# Suntour Superbe Pro hubs ?



## Backwardation (Mar 23, 2004)

Does anyone know much about these hubs ? i'm looking at building a new set of wheels for my fixe and came across a set at the LBS. They are high-flange hubs. I was considering the IRO high-flange hubs, but these can be had for about the same price. The owner indicated that they are somewhat "classic" and could be worth considerably more than he is asking.
also any thoughts on a good rim to build these on ? i was thinking CXP-33 or some other mid-section rim.
they will be going on an '04 fuji track, if it matters. Thanks for any help.


----------



## FixedPip (Feb 5, 2004)

*Go for the Suntour Superbe Pro hubs*

These are lovely hubs. Haven't seen the IRO hubs to compare, but I would go for the Suntour hubs in a heartbeat if they really are Superbe pro track hubs; esp. if they the newer ones with the bronze/gold label on them. 

Suntour track hubs are no longer made, but they're really well regarded and are super smooth. 

If you get them for the price of the IRO hubs they would be a complete bargin. Obviously you should check them for wear etc.

The advantage to the IRO hubs would be that they're new, a great price, cartridge bearing based and from a small company doing really good things.

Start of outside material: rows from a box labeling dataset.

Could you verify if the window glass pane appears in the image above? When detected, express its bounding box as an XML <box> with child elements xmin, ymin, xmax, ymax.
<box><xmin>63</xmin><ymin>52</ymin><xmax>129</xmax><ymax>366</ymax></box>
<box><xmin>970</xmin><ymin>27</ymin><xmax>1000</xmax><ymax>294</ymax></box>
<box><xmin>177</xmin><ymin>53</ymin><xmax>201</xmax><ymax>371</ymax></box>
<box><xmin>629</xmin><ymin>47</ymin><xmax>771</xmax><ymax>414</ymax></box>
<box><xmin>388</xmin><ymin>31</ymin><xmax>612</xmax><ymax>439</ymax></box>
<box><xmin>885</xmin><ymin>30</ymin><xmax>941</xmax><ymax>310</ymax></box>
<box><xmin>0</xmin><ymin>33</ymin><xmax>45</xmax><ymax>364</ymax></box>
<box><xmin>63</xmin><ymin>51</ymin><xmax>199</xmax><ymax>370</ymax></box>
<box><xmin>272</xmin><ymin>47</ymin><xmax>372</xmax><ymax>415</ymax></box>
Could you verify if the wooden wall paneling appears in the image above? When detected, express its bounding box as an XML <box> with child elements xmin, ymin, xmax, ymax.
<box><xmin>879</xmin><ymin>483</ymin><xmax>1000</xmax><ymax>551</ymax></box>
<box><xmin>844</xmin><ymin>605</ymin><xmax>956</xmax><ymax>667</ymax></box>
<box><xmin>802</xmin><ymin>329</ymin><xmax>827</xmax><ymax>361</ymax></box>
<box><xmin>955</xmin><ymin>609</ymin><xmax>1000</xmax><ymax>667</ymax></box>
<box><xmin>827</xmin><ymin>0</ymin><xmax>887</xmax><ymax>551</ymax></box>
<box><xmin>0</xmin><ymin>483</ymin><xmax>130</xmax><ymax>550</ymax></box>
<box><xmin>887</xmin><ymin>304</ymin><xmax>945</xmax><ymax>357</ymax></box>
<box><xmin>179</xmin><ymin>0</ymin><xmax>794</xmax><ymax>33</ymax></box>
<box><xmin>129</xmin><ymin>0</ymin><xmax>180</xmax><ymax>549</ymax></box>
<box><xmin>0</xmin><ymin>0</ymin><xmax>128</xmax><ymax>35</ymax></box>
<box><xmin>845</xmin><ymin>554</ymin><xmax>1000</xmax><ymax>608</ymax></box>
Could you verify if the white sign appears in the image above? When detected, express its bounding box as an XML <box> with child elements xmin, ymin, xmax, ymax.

Rim choice is a personal thing, built track wheels with MA2, open pros, velocity deep V rims, CXP 21s etc and haven't had a problems with any of them. Really like the velocity rims but they're on the heavy side but so far have been bomb proof.


----------



## Backwardation (Mar 23, 2004)

thanks for the input. the hubs are new in the box, never been laced or ridden. i'll have to take another look, but i'm pretty sure they had the labels you referred to. i do remember they had a bronze circle around the hub. 
they would be around $80, and the IRO's are about $65 plus shipping, so it sounds like a no-brainer.
thanks again.


----------



## samcat (Feb 3, 2004)

*Absolutely a "no brainer"...*

Terrific hubs. You'll love them and they'll be good forever...and they're soooo smooth and pretty.

Lucky break.

PH


----------



## jfinn (Jan 25, 2004)

*suntour, baby*

the iros seem like nice hubs, but they are nowhere near the suntours quality wise. but the suntours are beautiful. My brother has a pair and he loves them. Sounds like you are getting a steal with the suntours. If you don't get them, give me a holler.


----------



## Backwardation (Mar 23, 2004)

It's a done deal, picked up the hubs today. The owner of the LBS laughed when he saw me coming. He KNEW I'd be back! I'll report back and post pictures when I get them built up.
Thanks again everyone.


----------